Il ritmo particolare, subito riconoscibile per la sua geniale irregolarità, è alla base della Sagra della Primavera di Igor Stravinskij e lo spettacolo al Grande, con Israel Galván per la «Consagración de la Primavera», ne è poderosa conferma. A un lato della scena si affrontano due pianoforti a coda, con Andrea Rebaudengo e Valentina Messa, poi entra Galván: ha disseminato la scena di piccole pedane, assi, tamburelli baschi e tamburi a cornice che faranno da ulteriore cassa armonica al ritmo incalzante dei suoi piedi calzati e chiodati, per rendere il più possibile udibili i suoi effetti sonori. Galván segue con i suoi ritmi – con effetti ora morbidi ora addirittura stridenti – tutti gli accenti della celebre partitura con effetti di parossistico «potenziamento» di un percorso che, partendo dall’assolo iniziale del fagotto, raggiungerà toni quasi orgiastici nella Danza dell’Eletta. Il danzatore non usa gli strumenti a terra con le mani ma con i piedi. Danza nella danza: è in eterno movimento, sottolineando il contrasto fra la sua instancabile mobilità e la necessaria staticità dei due pianoforti, che hanno offerto uno spettacolo strepitoso.
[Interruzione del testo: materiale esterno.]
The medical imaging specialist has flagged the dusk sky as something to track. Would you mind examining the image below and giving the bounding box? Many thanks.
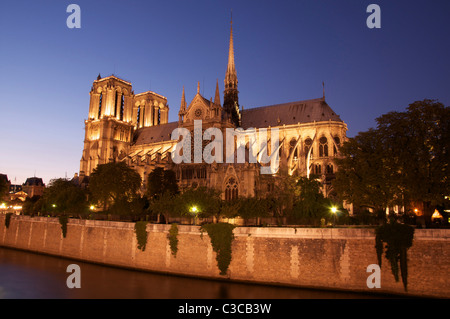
[0,0,450,184]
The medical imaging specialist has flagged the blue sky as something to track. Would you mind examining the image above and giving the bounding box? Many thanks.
[0,0,450,183]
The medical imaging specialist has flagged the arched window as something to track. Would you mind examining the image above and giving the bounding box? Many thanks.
[319,136,328,157]
[315,164,322,175]
[289,138,298,160]
[225,177,239,201]
[97,93,103,118]
[114,91,118,118]
[333,136,341,156]
[120,94,125,121]
[305,137,314,157]
[136,105,141,127]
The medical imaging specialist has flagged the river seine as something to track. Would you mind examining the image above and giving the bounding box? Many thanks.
[0,247,386,299]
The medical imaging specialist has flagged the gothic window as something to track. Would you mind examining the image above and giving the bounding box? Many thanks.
[315,164,322,175]
[225,177,239,201]
[97,93,103,118]
[305,137,314,157]
[114,91,117,117]
[325,164,333,174]
[289,138,298,160]
[136,105,141,127]
[333,136,341,156]
[120,94,125,121]
[319,136,328,157]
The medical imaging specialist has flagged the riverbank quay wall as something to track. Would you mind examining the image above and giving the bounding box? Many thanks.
[0,215,450,298]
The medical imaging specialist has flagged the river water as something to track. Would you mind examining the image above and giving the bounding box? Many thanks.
[0,247,386,299]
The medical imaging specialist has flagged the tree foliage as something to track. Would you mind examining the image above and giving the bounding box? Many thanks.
[201,223,236,275]
[0,177,8,201]
[89,162,141,209]
[375,220,414,290]
[292,175,331,224]
[178,186,222,219]
[333,100,450,225]
[41,178,88,216]
[147,167,179,200]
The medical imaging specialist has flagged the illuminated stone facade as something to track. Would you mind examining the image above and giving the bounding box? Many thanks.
[80,21,347,199]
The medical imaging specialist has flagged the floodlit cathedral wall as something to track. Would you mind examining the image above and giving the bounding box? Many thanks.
[80,21,347,199]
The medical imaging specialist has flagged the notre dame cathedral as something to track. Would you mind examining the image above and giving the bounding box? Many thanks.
[79,19,347,200]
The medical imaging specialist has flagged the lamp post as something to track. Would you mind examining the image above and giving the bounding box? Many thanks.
[331,206,338,226]
[189,205,198,225]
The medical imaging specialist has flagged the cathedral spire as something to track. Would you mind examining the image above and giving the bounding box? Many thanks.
[227,13,236,76]
[178,85,186,122]
[214,80,220,105]
[223,12,239,126]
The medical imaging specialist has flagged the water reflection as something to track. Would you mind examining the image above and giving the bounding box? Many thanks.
[0,248,386,299]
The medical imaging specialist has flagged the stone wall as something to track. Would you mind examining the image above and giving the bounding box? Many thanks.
[0,215,450,298]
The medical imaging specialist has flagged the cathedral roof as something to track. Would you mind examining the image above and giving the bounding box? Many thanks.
[134,122,178,145]
[241,98,342,129]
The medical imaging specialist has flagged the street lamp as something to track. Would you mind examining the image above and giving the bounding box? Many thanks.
[331,206,338,226]
[189,205,198,225]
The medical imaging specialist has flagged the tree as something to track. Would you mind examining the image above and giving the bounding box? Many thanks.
[332,129,398,215]
[149,191,183,224]
[237,197,269,225]
[41,178,88,218]
[377,99,450,225]
[292,175,331,224]
[179,187,222,221]
[89,162,141,210]
[333,100,450,228]
[147,167,179,199]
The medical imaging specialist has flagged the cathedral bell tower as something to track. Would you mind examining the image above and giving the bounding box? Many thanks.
[222,15,240,126]
[80,75,134,176]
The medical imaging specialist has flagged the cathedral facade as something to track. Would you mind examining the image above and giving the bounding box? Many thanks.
[80,20,347,200]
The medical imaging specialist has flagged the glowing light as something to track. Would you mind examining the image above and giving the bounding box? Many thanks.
[431,209,442,219]
[190,205,198,214]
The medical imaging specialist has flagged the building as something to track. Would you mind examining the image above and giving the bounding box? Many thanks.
[22,177,45,198]
[77,19,347,199]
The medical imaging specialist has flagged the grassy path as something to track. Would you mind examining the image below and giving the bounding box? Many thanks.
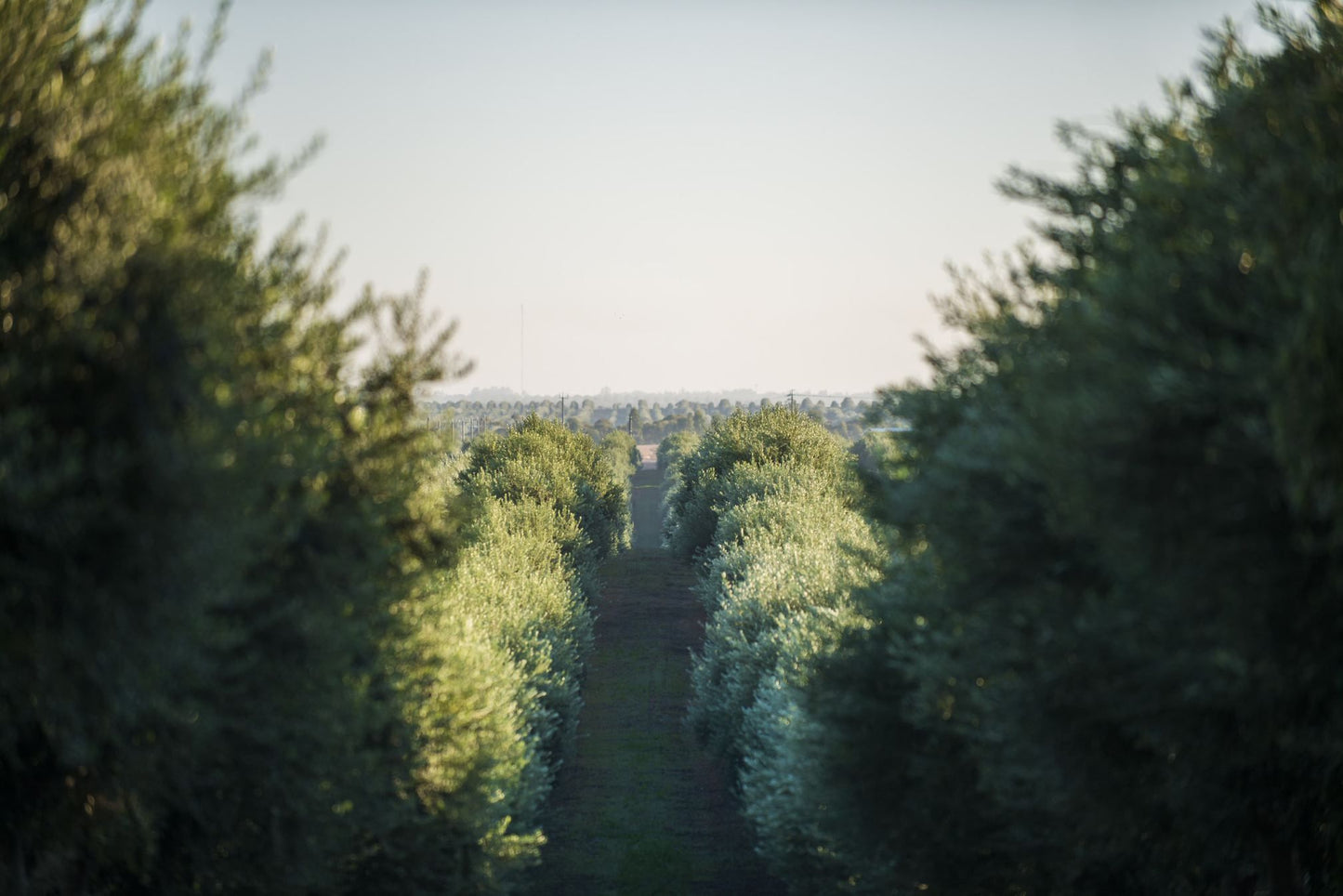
[533,470,783,896]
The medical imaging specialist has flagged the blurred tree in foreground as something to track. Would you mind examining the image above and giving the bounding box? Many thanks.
[0,1,566,893]
[805,0,1343,895]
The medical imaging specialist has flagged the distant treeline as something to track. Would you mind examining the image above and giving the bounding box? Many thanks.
[420,398,869,444]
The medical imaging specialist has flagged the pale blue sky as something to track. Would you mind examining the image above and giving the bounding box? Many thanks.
[147,0,1250,393]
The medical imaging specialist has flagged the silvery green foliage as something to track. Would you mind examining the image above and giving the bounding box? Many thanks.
[677,445,884,892]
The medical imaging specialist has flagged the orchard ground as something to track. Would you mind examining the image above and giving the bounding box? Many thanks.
[520,467,784,896]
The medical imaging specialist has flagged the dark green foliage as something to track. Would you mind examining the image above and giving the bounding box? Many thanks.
[0,1,593,893]
[677,408,882,889]
[806,3,1343,893]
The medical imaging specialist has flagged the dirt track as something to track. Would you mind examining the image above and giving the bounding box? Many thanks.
[520,470,784,896]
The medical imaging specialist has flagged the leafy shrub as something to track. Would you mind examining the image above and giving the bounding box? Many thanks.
[461,415,630,583]
[0,1,601,893]
[665,407,857,559]
[658,429,700,471]
[601,429,643,482]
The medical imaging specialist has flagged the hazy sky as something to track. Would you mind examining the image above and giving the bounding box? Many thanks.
[147,0,1250,393]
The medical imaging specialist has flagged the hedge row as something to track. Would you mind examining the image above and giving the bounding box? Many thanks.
[666,408,882,888]
[0,0,628,895]
[378,417,628,892]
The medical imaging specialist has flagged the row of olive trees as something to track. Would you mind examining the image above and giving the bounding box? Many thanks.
[0,0,627,893]
[664,407,882,888]
[797,0,1343,896]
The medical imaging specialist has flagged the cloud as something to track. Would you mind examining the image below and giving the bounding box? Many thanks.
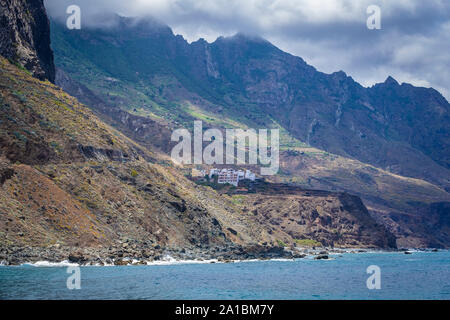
[45,0,450,99]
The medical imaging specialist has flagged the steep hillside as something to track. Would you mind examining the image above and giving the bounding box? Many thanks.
[52,16,450,188]
[0,58,398,263]
[52,16,450,246]
[0,0,55,82]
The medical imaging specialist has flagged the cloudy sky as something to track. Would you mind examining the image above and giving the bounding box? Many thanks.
[45,0,450,100]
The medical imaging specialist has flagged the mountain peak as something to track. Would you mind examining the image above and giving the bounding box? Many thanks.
[384,76,399,86]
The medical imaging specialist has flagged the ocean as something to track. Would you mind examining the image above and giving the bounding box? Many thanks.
[0,251,450,300]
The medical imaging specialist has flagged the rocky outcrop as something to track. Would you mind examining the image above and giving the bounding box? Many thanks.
[0,0,55,82]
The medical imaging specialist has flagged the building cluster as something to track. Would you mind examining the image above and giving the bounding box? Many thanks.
[192,168,256,187]
[209,169,256,187]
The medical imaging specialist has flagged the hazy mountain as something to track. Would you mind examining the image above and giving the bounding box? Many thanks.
[53,17,450,188]
[48,16,450,246]
[0,0,55,82]
[0,6,395,264]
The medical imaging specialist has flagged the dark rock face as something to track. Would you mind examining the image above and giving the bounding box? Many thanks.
[0,0,55,82]
[52,17,450,189]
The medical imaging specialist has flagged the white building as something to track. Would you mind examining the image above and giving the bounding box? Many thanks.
[209,168,256,187]
[217,169,239,187]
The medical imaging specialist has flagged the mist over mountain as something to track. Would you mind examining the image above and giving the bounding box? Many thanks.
[53,16,450,188]
[46,15,450,246]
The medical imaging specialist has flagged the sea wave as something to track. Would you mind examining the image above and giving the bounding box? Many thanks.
[21,260,80,267]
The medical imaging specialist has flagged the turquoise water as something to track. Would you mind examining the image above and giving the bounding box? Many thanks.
[0,251,450,300]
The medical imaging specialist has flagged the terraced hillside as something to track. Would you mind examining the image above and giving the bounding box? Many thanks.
[0,58,398,263]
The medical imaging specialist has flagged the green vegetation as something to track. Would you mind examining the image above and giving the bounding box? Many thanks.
[277,240,287,247]
[294,239,322,247]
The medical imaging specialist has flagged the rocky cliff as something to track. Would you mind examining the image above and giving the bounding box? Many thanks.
[0,0,55,82]
[52,16,450,247]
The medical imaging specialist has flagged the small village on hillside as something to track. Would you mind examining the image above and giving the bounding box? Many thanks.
[192,168,257,187]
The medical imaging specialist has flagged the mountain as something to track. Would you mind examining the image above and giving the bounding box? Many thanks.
[0,2,400,265]
[0,0,55,82]
[51,16,450,247]
[0,58,395,264]
[53,17,450,189]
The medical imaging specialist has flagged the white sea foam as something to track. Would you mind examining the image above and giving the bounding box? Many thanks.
[22,260,79,267]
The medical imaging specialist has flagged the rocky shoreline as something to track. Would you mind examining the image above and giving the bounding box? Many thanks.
[0,242,406,266]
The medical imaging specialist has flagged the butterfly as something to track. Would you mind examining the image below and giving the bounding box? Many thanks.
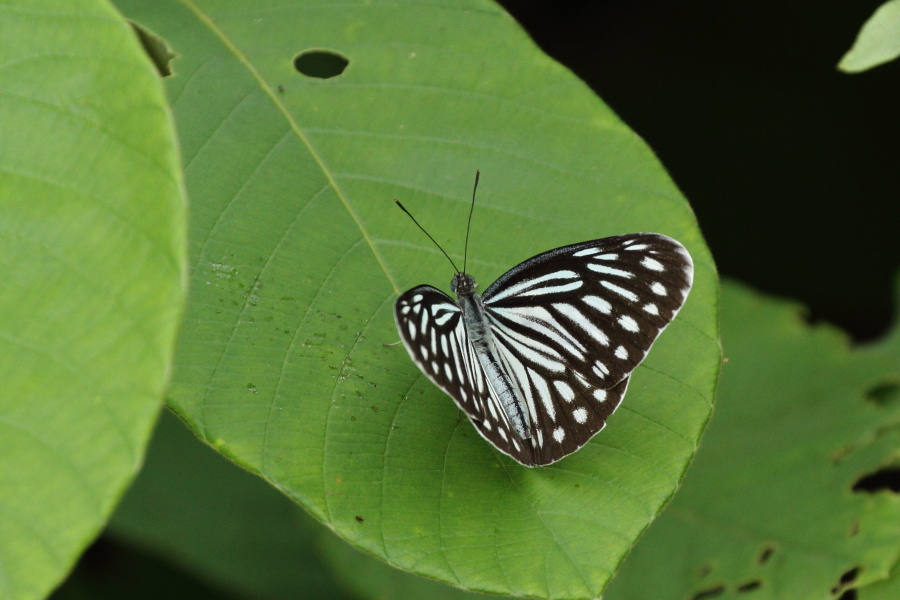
[394,173,693,467]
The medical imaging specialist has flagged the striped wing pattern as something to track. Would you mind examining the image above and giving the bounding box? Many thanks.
[394,285,530,464]
[395,233,693,466]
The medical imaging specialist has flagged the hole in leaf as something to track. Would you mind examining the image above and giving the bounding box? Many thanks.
[831,567,859,600]
[294,50,350,79]
[853,466,900,494]
[691,585,725,600]
[756,546,775,565]
[866,381,900,406]
[128,21,178,77]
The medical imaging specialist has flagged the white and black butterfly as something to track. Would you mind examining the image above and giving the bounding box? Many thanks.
[394,175,693,467]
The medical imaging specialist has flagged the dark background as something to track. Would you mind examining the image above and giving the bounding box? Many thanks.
[500,0,900,340]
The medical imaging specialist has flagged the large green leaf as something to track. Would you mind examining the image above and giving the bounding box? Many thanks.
[108,411,352,600]
[0,0,186,599]
[838,0,900,73]
[110,0,720,598]
[94,412,496,600]
[604,284,900,600]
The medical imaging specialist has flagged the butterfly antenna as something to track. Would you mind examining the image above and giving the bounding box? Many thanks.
[394,200,459,273]
[463,169,481,273]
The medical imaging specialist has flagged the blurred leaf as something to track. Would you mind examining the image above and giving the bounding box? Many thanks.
[604,283,900,600]
[50,535,237,600]
[112,0,720,598]
[838,0,900,73]
[0,0,186,599]
[108,412,345,599]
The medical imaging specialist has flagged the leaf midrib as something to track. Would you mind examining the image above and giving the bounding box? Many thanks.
[180,0,400,295]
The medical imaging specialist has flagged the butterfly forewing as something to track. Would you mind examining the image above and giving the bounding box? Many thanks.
[484,233,693,389]
[395,233,693,466]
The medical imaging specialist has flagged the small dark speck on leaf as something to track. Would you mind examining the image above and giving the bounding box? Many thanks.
[294,50,350,79]
[691,585,725,600]
[853,466,900,494]
[831,567,860,598]
[866,381,900,406]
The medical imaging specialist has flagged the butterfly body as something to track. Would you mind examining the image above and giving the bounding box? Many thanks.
[450,273,531,440]
[394,233,693,466]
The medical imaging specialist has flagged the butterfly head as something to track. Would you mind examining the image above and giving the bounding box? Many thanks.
[450,273,478,297]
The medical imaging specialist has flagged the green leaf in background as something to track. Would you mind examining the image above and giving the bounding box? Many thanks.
[65,412,500,600]
[604,283,900,600]
[0,0,186,599]
[838,0,900,73]
[110,0,720,598]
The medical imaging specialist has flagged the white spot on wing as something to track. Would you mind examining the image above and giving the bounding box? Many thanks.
[486,271,578,302]
[619,315,640,333]
[553,380,575,402]
[520,279,584,296]
[588,263,634,279]
[553,303,609,346]
[641,256,666,271]
[600,281,638,302]
[581,296,612,315]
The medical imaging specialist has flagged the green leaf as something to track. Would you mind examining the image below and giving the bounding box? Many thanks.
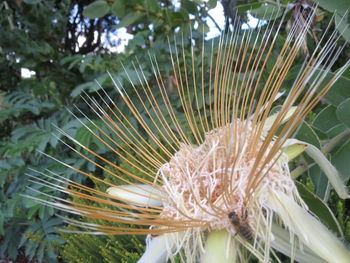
[312,105,339,133]
[236,2,263,12]
[111,0,125,17]
[83,0,110,19]
[23,0,41,5]
[332,140,350,183]
[207,0,218,9]
[295,122,321,148]
[315,0,350,15]
[296,182,343,236]
[337,98,350,128]
[251,3,283,20]
[307,166,330,200]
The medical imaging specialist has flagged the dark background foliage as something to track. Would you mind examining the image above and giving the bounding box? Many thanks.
[0,0,350,263]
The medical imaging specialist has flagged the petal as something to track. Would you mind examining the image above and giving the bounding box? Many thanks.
[137,234,174,263]
[282,143,307,161]
[268,192,350,263]
[285,139,350,199]
[201,230,236,263]
[271,224,326,263]
[264,106,297,130]
[107,184,163,206]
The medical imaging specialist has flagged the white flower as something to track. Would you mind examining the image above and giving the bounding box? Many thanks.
[30,8,350,262]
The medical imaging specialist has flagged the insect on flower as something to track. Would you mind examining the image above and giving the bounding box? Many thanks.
[28,7,350,262]
[228,212,253,240]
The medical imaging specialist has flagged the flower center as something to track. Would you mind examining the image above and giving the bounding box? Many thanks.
[159,119,294,231]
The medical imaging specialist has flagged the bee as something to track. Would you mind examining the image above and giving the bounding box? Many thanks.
[228,211,253,240]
Dopo la Sonata di Scarlatti e un brano di Bartòk, arriva una Sevillana del ’700 in cui Galván, nello spazio lasciato tra le code dei due pianoforti, sembra voler evocare una «riconciliazione» col suo genere prediletto, il flamenco. Galván piega la sua gestualità a un’espressività particolare, ma rimane sempre uno straordinario ed entusiasta danzatore di flamenco. Velocissimi ritmi fanno risuonare le tavole del palco, suscitando l’entusiasmo di un pubblico giustamente caloroso. •.